The players Altoona relied on to get them to this year's championship series may not be as dominant at the Class AA level as several players on the Curve's only other squad to qualify for the title series in 2004, but they have something just as valuable -extreme confidence and a winning mentality.
"One of the things we always have is confidence," Curve third baseman Josh Harrison said. "When you have 25 guys who exude confidence it makes it that much easier to make it to the championship. This is what we've been working on since February."
In 2004, Brad Eldred had 17 homers and 60 RBIs in only 147 at bats, Nate McLouth and Chris Duffy both hit well over .300, and Jeff Keppinger hit .334 in 82 games for Altoona before being traded midseason.
A quick look over the current Curve's lineup reveals nothing that stands out. The team was next-to-last in the Eastern League with just 80 home runs in the regular season, and team MVP Hector Gimenez led the team with a .305 batting average.
But the top four in Altoona's lineup Saturday (Chase d'Arnaud, Harrison, Jordy Mercer and Matt Hague) all played for the Pittsburgh Pirates Class A Lynchburg team last season that won a championship.
The Lynchburg alums have carried that momentum over to Class AA and never stopped winning.

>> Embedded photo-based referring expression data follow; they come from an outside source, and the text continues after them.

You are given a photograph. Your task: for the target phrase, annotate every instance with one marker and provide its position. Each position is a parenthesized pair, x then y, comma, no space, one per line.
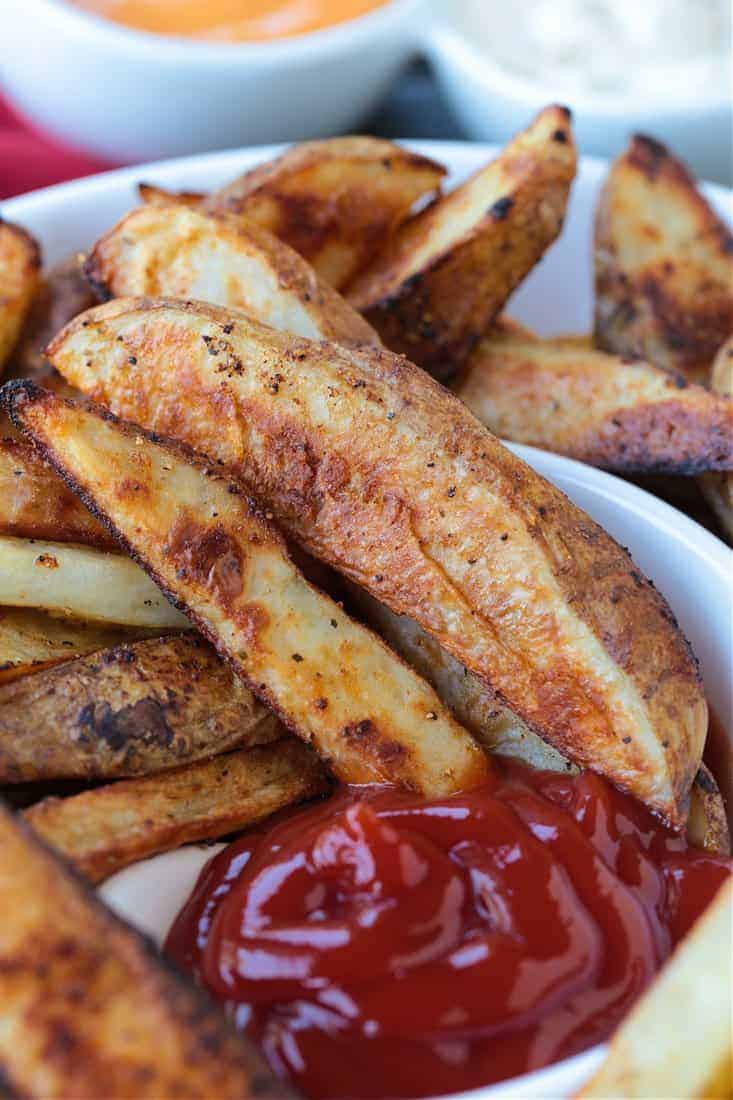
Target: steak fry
(178,253)
(379,471)
(621,415)
(102,831)
(447,273)
(664,264)
(331,681)
(90,1010)
(129,711)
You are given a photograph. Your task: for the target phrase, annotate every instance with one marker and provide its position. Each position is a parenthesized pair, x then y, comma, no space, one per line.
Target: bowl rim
(175,48)
(709,551)
(449,45)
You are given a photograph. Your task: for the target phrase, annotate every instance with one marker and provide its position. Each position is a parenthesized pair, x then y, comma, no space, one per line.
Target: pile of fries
(270,547)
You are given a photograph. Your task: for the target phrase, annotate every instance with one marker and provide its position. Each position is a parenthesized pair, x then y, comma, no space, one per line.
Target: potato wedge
(176,252)
(132,710)
(438,285)
(90,1010)
(336,201)
(102,831)
(718,488)
(63,293)
(83,583)
(20,265)
(664,264)
(379,471)
(35,504)
(631,417)
(329,679)
(678,1040)
(502,733)
(32,640)
(153,194)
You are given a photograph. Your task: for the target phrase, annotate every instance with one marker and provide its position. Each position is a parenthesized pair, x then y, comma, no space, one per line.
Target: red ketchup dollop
(376,945)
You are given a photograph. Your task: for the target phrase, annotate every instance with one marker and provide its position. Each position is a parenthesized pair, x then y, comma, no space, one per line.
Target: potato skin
(35,504)
(132,710)
(100,832)
(337,201)
(20,266)
(90,1010)
(379,471)
(621,415)
(435,289)
(664,264)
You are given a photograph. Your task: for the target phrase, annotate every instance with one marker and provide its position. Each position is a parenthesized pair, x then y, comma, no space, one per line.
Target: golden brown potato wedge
(90,1010)
(20,266)
(63,293)
(83,583)
(329,679)
(132,710)
(447,273)
(178,253)
(336,201)
(664,264)
(153,194)
(32,640)
(622,415)
(718,488)
(379,471)
(102,831)
(678,1040)
(35,504)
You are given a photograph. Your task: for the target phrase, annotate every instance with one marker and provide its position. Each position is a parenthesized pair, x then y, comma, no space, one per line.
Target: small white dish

The Curve jumped out to a huge lead in the Eastern League's Western Division this season holding the best record at all levels of professional baseball for most of the early part of the season.
Altoona faced almost no adversity until a midseason slump that saw Harrisburg, Bowie and Akron begin to inch back into the race.
The Curve, however, never let a bit of doubt creep into their minds. Altoona swept a doubleheader at home against Akron to basically eliminate the Aeros and cruised to a division title.
In the Western Division series against Harrisburg, Altoona once again demonstrated its winning mentality when it dropped the first game of the series and trailed during Game 2 before coming back to win, 6-4, and sweeping the final three games of the series.
The talent of the 2004 team did not end up helping the Pirates, but the confidence of this year's group of Curve players just might do so.
There is a thin line between winning and losing baseball games. Just ask Jim Negrych, Miles Durham and Gimenez. All three started Saturday, and Durham hit a three-run homer to start the Curve's scoring. Each player was also a major cog in last year's Curve squad which finished with the worst record in team history.
"This year's team is never out of a game, and we have a great ability to make a comeback and stay confident," Negrych said. "Last year's team was talented, but this year's team is extremely talented, and our pitching staff is extremely deep. I'd say the confidence is definitely a factor."
Perhaps if enough of this year's Curve team makes it to Pittsburgh together, they can have the same effect on talented players like Pedro Alvarez, Andrew McCutchen and Neil Walker that they did on players like Negrych, Durham and Gimenez at the Class AA level.
A boost of confidence would certainly be refreshing in Pittsburgh.